You have foods $f_i$ and nutrients $n_j$ and a matrix $a_{ij}$ of how much of nutrient $n_j$ is in one serving of the $f_j$. Let your variables be $x_i \geq 0$ (how much for each foodstuff) and requirements be $r_i$ (also for each foodstuff).

Now you require $A\vec{x} = \vec{r}$ if you want the exact solution and to minimize the number of ingredients perhaps minimize $\sum x_i$.
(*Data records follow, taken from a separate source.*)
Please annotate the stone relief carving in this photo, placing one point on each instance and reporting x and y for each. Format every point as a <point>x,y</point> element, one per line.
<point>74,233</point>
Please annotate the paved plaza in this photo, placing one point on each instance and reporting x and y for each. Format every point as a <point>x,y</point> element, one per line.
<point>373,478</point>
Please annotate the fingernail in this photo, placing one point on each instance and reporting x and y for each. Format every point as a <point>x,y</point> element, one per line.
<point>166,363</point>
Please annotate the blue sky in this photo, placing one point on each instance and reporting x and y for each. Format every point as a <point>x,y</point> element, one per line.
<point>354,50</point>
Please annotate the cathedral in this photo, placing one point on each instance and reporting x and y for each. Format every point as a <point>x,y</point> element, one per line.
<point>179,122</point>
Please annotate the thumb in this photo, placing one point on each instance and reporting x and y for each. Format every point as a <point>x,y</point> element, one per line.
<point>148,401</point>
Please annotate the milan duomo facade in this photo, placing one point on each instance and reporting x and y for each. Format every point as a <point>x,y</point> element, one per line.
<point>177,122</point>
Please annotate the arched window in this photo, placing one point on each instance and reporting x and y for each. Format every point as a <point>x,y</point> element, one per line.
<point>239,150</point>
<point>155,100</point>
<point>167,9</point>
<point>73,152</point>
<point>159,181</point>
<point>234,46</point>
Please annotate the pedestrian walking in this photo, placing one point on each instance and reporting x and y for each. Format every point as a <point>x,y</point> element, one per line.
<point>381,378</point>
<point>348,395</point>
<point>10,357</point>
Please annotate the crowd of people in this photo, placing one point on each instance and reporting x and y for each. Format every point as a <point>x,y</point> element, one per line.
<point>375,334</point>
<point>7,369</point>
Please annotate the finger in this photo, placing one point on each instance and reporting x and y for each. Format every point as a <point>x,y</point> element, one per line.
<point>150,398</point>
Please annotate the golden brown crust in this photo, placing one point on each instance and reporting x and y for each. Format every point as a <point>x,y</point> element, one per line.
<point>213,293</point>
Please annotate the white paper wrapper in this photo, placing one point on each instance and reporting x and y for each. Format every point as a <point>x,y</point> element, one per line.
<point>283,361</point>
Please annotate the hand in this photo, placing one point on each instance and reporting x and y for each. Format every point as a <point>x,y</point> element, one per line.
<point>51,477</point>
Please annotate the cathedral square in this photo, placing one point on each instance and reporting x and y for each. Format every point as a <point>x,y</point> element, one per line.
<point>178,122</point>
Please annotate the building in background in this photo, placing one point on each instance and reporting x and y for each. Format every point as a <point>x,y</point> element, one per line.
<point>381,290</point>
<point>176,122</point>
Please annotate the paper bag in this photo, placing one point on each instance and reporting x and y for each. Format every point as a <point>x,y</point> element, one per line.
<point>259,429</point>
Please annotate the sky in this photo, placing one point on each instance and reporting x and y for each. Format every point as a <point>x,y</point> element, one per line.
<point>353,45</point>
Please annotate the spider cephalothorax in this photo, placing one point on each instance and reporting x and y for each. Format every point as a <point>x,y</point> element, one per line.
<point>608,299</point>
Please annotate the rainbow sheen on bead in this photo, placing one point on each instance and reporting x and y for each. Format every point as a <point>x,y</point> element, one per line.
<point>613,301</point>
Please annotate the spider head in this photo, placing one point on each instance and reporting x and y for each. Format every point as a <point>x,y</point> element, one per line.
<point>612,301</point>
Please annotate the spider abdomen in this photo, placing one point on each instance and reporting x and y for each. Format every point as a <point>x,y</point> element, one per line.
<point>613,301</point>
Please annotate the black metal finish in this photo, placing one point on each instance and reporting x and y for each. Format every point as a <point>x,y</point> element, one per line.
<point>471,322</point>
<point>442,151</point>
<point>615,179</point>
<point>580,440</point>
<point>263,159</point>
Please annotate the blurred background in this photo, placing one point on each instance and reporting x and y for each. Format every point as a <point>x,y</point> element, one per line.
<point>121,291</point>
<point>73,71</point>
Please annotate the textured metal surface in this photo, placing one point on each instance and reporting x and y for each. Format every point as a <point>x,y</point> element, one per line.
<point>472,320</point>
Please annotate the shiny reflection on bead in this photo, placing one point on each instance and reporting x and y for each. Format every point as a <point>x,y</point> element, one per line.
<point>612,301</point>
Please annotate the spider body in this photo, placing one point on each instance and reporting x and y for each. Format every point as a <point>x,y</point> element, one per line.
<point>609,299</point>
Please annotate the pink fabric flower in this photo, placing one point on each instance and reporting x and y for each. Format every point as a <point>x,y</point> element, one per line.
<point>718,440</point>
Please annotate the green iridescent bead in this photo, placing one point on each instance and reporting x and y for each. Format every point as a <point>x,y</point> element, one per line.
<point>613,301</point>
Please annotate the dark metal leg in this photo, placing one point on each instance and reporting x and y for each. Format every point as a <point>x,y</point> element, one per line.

Another approach is to define $\vec{y} = A\vec{x}$ and optimizing $\sum |y_i-r_i|$. To use the penalties you are suggesting is a little tricky (but possible), then optimizing $\sum_i P_i (y_i-r_i) + \sum_i p_i(r_i-y_i)$ where $\vec{P}, \vec{p}$ are penalties for overhitting/underhitting the target $r_i$ and the first sum is over those $i$ which overhit, and the second over those that underhit.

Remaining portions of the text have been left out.